Wamen et Rilov se trouvent au centre d’une campagne frauduleuse entreprise par le Front de Gauche (une coalition comprenant le Parti communiste français stalinien, PCF, et le Front de Gauche de Jean-Luc Mélenchon) et soutenue par le NPA pour persuader le gouvernement PS d’introduire une loi interdisant les licenciements dans les entreprises qui font du profit. En fait, le gouvernement droitier de François Hollande est engagé à améliorer les profits patronaux par la suppression des emplois.

Les négociations entre la CGT et Goodyear ont été interrompues en septembre dernier à Amiens après que les deux parties ont conclu un accord de principe au sujet de départs « volontaires » et de la vente au groupe américain Titan de l’activité de pneus agricoles, en maintenant 536 emplois. A la dernière minute, la CGT a retiré son soutien en affirmant que le plan de départs volontaires de l’entreprise dissimulait des départs forcés et a demandé cinq ans de garantie de production au lieu des deux ans proposés par Titan.

Le gouvernement du Parti socialiste cherche actuellement à relancer les négociations entre la CGT et l'entreprise, sur la base d’une reprise de la production de pneus agricoles d’Amiens-Nord (500 postes) par l’américain Titan tout en fermant l’activité pneus tourisme (700 postes.) Si cela devait se faire, ce serait une catastrophe pour le quartier HLM d’Amiens-Nord où le taux de chômage se situe déjà à 57 pour cent pour les 16-25 ans.

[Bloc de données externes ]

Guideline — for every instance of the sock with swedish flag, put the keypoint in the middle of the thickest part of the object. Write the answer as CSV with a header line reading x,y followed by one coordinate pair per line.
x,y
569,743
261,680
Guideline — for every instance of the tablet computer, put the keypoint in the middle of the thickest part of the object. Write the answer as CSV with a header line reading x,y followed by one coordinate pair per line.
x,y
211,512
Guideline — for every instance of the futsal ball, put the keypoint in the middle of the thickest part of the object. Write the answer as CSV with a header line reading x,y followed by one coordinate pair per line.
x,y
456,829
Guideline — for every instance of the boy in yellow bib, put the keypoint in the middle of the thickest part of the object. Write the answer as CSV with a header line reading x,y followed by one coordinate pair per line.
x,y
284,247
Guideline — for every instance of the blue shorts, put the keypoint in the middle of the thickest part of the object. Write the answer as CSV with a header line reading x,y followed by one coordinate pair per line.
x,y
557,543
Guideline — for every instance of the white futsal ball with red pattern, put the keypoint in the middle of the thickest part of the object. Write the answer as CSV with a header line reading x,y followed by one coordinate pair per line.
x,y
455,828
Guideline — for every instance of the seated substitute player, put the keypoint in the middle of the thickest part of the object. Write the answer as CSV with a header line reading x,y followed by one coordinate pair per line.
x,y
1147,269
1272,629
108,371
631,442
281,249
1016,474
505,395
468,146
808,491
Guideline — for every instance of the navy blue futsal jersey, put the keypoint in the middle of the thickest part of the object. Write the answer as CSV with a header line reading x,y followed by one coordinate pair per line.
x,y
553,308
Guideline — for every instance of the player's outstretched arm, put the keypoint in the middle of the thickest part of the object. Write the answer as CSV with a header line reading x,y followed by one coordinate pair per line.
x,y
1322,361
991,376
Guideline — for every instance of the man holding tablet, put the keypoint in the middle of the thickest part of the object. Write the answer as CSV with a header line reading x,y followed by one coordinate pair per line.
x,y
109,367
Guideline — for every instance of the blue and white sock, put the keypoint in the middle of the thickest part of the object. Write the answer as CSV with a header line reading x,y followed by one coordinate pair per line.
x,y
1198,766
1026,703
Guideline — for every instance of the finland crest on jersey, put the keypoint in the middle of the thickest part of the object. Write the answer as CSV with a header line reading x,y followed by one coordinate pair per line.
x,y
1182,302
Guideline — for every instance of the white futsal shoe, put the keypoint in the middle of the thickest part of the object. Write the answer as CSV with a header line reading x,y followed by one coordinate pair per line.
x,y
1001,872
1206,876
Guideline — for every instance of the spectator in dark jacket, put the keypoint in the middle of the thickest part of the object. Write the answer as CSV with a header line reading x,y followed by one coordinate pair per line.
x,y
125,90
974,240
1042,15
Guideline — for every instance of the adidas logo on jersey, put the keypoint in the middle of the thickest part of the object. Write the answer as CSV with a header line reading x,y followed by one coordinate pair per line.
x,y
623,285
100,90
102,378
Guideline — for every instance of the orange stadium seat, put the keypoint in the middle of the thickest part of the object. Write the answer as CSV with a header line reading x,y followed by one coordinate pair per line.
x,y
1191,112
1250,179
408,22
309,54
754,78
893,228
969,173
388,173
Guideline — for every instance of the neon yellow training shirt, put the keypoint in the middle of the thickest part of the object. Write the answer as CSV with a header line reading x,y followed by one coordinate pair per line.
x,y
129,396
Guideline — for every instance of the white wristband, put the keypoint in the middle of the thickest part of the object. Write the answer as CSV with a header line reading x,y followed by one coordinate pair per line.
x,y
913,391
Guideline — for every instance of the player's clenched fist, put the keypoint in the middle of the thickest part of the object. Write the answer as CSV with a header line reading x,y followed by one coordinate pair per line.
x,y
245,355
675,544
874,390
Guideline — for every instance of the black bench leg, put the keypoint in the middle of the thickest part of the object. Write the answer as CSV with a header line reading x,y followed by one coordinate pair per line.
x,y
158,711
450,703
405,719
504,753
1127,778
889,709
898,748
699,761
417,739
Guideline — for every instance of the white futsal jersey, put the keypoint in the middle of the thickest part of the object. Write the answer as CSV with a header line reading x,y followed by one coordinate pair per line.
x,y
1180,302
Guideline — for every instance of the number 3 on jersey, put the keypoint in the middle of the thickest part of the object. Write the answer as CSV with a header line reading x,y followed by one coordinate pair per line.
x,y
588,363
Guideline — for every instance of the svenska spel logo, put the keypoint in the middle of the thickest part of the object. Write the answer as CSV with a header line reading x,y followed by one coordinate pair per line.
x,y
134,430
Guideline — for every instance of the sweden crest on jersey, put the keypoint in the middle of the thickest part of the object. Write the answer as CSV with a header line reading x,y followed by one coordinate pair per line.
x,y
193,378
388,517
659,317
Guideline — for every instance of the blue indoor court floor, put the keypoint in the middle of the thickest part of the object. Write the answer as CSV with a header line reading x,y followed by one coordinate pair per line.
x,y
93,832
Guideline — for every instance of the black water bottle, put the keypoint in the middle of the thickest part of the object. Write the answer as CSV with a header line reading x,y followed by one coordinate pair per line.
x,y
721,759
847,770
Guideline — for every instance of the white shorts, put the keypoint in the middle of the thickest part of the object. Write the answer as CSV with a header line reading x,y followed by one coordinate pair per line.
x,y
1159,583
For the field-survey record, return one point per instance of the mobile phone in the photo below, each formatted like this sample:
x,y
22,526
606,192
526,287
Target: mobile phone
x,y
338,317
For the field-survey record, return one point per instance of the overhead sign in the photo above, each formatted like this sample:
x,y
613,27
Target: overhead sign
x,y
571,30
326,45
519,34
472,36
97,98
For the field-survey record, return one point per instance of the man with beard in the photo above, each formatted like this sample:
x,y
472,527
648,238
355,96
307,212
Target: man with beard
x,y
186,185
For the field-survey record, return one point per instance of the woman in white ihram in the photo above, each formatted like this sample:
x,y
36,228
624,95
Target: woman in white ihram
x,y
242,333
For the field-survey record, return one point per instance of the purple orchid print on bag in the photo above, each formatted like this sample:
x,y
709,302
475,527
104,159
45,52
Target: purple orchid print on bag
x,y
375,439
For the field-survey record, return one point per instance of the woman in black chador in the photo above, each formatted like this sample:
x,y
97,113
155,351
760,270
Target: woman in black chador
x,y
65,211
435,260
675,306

Les accords de compétitivité imposés par le gouvernement PS à l’aciérie de Florange et aux usines automobiles Renault et PSA dévasteront des régions entières. Le ministre du Redressement productif, Arnaud Montebourg, qui avait jugé « inéluctable » la fermeture de l’usine PSA d’Aulnay, cherche à imposer les conditions de Goodyear. Il a demandé que « la CGT mette de l’eau dans son vin, que la direction mette du vin dans son eau, et que Titan boive l’eau et le vin des deux. » Rilov prétend que Montebourg « va finir par se ranger à nos côtés pour exiger de Titan un engagement en termes de volumes. » Rilov demande aussi que « la gauche [le gouvernement PS] fasse enfin ce pour quoi elle a été élue, et non se placer du côté du Medef pour détricoter le droit du travail. »

Rilov sait parfaitement que le gouvernement PS de Hollande applique les dictats de l’employeur. Rilov et la CGT affirment avoir fait une proposition qui éviterait la fermeture totale de l’usine d’Amiens. « Il suffirait que Titan s’engage par écrit sur un maintien de l’activité pour débloquer la situation. » Un tel engagement, si jamais il se réalisait, ne vaudrait pas le papier sur lequel il est écrit.